Octopamine is a full agonist of the β3 receptor with weak affinity for the other two receptor subtypes, suggesting that following oral supplementation it would be a selective β3 receptor activator. While this receptor mediates fat loss effects of octopamine, it is not known to be expressed to a high degree in human white adipose tissue (being expressed more in brown adipose tissue and in rodents relative to humans)
Dopamine appears to stimulate acid secretion from the rat stomach (EC50 of 600nM) in a manner which is antagonized by octopamine at a concentration of 1µM. Dopamine was also antagonized by a selective D1 receptor antagonist (SCH23390) of which octopamine has been noted to parallel in action and binding site.

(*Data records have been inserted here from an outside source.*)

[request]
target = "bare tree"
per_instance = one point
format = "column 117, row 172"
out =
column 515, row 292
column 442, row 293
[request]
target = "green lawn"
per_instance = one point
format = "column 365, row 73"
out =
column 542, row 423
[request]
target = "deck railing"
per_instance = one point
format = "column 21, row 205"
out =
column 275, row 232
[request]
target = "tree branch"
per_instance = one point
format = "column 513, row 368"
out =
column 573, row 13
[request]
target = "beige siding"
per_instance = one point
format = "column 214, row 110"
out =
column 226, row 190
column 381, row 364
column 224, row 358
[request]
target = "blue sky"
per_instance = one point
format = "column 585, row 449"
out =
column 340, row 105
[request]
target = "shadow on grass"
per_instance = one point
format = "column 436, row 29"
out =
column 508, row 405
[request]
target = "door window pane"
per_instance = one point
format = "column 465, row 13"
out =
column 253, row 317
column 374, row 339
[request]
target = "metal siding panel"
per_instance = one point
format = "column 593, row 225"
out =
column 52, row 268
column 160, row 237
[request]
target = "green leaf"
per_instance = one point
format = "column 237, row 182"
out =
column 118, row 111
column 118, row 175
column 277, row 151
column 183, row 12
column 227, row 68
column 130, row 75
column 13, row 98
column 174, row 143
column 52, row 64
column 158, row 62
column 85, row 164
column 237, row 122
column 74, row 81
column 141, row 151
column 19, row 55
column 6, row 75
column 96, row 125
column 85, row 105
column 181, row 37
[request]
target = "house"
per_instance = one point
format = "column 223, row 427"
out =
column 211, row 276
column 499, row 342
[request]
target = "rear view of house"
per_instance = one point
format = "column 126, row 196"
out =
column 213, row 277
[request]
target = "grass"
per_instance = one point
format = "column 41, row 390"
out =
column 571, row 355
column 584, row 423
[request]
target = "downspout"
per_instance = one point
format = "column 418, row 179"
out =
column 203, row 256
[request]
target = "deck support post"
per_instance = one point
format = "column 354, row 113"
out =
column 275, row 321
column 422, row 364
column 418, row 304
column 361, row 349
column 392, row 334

M-octopamine has been tested for its role in treating mild incontinence in females due to its α-adrenergic agonist properties (a class of drugs used to treat incontinence in females), most studies using the pharmaceutical formulation Nevadral Retard (retard referring to the slow-release encapsulation). This formulation at the dose of 90mg can acutely increase urethral pressure which is thought to persist after six weeks supplementation.
The first study to note benefit was a pilot study using 60mg in slow release tablets for three months noting a 35% response rate in subjects becoming subjectively continent, and later studies have increased the dose up to 30mg thrice daily (90mg total) over a prolonged period of time (variable between 3-24 weeks) in women with mild incontinence which has been noted to show improvements relative to baseline as assessed by a 1-hour pad test. When subject to a double blind study with a similar dosing protocol (15-30mg thrice daily, total daily dose of 45-90mg for six weeks) where a 52% improvement in subjective symptoms and 26% of the subjects reported full continence; while the increase in urethral pressure seen with supplementation (10%) was not significant relative to placebo overall, it was noted to be significant in persons with worse baseline incontinence.
It has been noted in aged rats that, despite no abnormalities seen with catecholamines during old age, that p-octopamine and p-tyramine were both reduced relative to youth hypothesized to be related to lower activity of the L-amino acid decarboxylase enzyme (which mediates the conversion of L-Tyrosine into tyramine).
In persons with Parkinson's disease, serum octopamine was lower overall (1.80+/-0.22ng/mL) and particularly those in the early stages of Parkinson's disease (0.65+/-0.16ng/mL) relative to nondiseased controls (4.28+/-0.28ng/mL).
While there does not appear to be published data showing adverse effects of octopamine supplementation in humans (2014), this is due to an overall lack of human studies with oral supplementation.
Up to 90mg of m-octopamine (norfenefrine) has been used for up to 24 weeks with no significant side effects (save for one subject who experienced nausea thought to be related to supplementation) and the same dose used in a six week double blind study failed to find any significant differences in side-effects relative to placebo; it should be noted that both studies used the formulation known as Nevadral Retard which is a time release formulation.